Don Scott (Vice President, Don Scott Associates, Inc.)
When we, as managers, report the results of a line-level waste reduction activity, we’re telling a story. And because we think that senior leadership is primarily interested in saving money, we usually tell that story in what we believe to be compelling terms: cost savings. We do this because we want to make the right impression on the leadership of the company. There’s the mistake. Senior leadership is not primarily interested in cost savings. If they were, wouldn’t they be on the floor with us during every project? No, senior leadership is interested in the same things we are: serving customers to grow the business. If we accept that view, and maybe even insist upon it, how does that change how we present our results? How can we tell a different story?

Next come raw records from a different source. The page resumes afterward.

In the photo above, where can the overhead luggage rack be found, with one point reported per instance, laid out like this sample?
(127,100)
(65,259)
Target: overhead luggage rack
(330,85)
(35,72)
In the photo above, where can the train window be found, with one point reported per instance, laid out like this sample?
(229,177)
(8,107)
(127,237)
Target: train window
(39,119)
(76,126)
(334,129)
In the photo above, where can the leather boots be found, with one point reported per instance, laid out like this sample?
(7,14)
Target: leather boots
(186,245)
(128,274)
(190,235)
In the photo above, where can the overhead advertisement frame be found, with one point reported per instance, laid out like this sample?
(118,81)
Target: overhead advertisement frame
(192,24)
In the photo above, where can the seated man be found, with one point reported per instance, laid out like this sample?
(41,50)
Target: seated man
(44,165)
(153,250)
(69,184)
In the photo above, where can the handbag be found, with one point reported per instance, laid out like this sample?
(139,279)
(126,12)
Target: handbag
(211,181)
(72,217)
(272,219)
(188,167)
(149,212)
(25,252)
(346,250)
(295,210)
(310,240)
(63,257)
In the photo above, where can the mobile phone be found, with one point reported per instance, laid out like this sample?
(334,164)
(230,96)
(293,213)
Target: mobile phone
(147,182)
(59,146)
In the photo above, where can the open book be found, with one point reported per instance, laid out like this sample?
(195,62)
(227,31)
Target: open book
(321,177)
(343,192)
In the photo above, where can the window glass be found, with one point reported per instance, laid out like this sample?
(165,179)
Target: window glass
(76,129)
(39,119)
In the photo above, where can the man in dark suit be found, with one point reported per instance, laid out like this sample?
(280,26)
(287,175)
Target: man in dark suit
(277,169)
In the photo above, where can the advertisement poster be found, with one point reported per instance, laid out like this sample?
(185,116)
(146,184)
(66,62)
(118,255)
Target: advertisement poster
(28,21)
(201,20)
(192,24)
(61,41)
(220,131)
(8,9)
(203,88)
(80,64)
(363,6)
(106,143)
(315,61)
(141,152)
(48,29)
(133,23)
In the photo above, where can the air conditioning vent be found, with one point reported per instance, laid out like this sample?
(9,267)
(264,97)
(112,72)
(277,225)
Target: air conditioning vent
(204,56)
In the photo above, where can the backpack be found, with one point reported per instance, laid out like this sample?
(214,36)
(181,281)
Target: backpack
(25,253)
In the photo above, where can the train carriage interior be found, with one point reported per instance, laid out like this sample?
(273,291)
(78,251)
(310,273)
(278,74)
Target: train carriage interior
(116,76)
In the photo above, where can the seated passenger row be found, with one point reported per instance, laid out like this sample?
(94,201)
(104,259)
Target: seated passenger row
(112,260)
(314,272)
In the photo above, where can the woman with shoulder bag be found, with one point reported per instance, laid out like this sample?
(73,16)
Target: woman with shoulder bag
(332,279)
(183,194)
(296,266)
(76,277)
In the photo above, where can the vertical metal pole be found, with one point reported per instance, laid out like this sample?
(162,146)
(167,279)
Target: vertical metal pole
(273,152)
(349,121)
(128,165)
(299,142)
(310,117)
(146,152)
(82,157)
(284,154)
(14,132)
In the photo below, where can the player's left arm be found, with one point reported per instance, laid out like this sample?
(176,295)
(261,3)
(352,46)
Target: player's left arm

For me, the answer lay in re-framing my lean efforts in terms of capacity increase. Rather than my primary metric being labor costs saved, I focused instead on capacity. Consider that reducing waste increases capacity. Every pull system, every instance of visual management, every 5S initiative, every throughput improvement, increases the capacity of the direct labor force, but just as much increases the capacity of management. Every line-level waste reduction has a corresponding upstream increase in management capacity to take on new roles and pursue new opportunities. Senior management certainly wants to contain and reduce costs, so I would never advocate hiding cost savings. But they detest the idea that any asset goes under-utilized, be it a machine, a line-worker, a manager, or a whole department. Consider making this capacity increase your primary metric of improvement and presenting cost savings secondarily. The message then becomes we have more management capacity to pursue new opportunity and with the money we saved, we can accept the risk of pursuing it.
I often advocate to listen at least politely to what people say, but intently to what they mean. Reflecting on my own interactions with senior management let me see that there was more common ground than there appeared. When I rephrased the results of just a few line-level improvements as a story of nearly 1000 hours of increased management capacity, I was able to ask, “How are we going to use that capacity to grow this business?” and “Can I use some of that time for training and expanded cross-functional involvement in new projects?” Using the same data to tell a different story resulted in middle managers suddenly seeking my advice (doubtless under direction to do so) on their own problems. Then, a facility-wide flow improvement project moved from proposed to approved, and I found myself included in management meetings at a much higher level. So, if you don’t want lean to be “all about cost reduction,” don’t present it that way. If you do, don’t be surprised when the response is “That’s great! Do more of that.”